Le rendez-vous general étoit à Lusignan. Les troupes camperent dans la prairie, qui est sous la Forteresse. Jusqu’à leur depart, Antoine & Regnault avoient un soin tres-grand que rien ne manquât au camp, & l’ordre y étoit observé fort exactement ; on faisoit tous les jours l’exercice. Enfin l’armée se trouvant en état de marcher, les deux freres firent leurs adieux, & Melusine en usa à leur égard de la même maniere qu’elle avoit fait avec ses aînez.

La premiere chose que les jeunes guerriers firent étant en marche fut d’entretenir leurs troupes dans une bonne discipline, en passant sur les Terres qui se trouvoient dans leur route ; ils envoyoient toujours par avance demander le passage, pour n’être pas contraints de commettre des actes d’hostilité, & les Princes accordoient leur demande par deux raisons ; la pre miere, que leur armée étoit capable de l’obtenir par la force; la seconde, que la querelle qu’ils embrassoient étoit juste.

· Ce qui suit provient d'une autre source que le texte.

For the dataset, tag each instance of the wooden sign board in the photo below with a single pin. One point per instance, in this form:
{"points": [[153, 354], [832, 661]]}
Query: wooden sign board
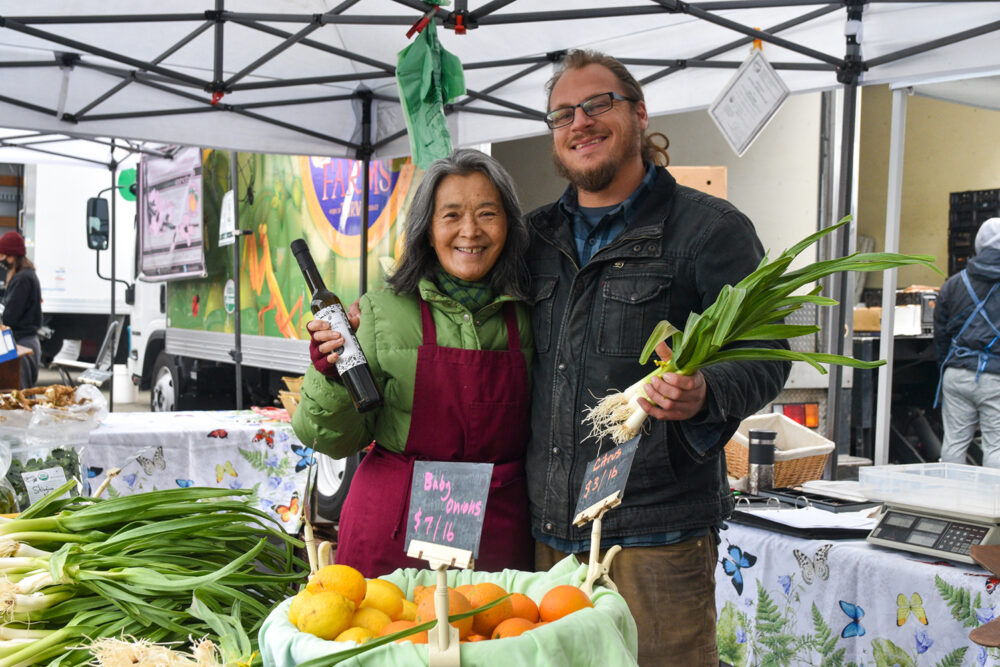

Pendant toute la route, Antoine & Regnault prenoient les mesures necessaires pour attaquer les lignes des assiegeans. Les Ambassadeurs leur faisoient un plan de la situation du pays, pour asseoir leur camp avec avantage, quand ils seroient en leur presence. Ils leur enseignoient des moyens pour s’assurer des vivres de toutes parts, & se rendre maîtres de la campagne ; & un jour ils leur dirent qu’ils avoient avis que sur la nouvelle qui s’étoit répanduë qu’il venoit du secours, tous ceux qui n’étoient pas arrivez assez à tems pour se jetter dans la Ville, s’étoient réünis sous un Chef, & inquietoient beaucoup les assiegeants dans leurs convois & dans leurs fourages : de maniere qu’ils ne les soûtenoient que par de grosses escortes ; & qu’ainsi les troupes ennemies se trouvoient tres fatiguées.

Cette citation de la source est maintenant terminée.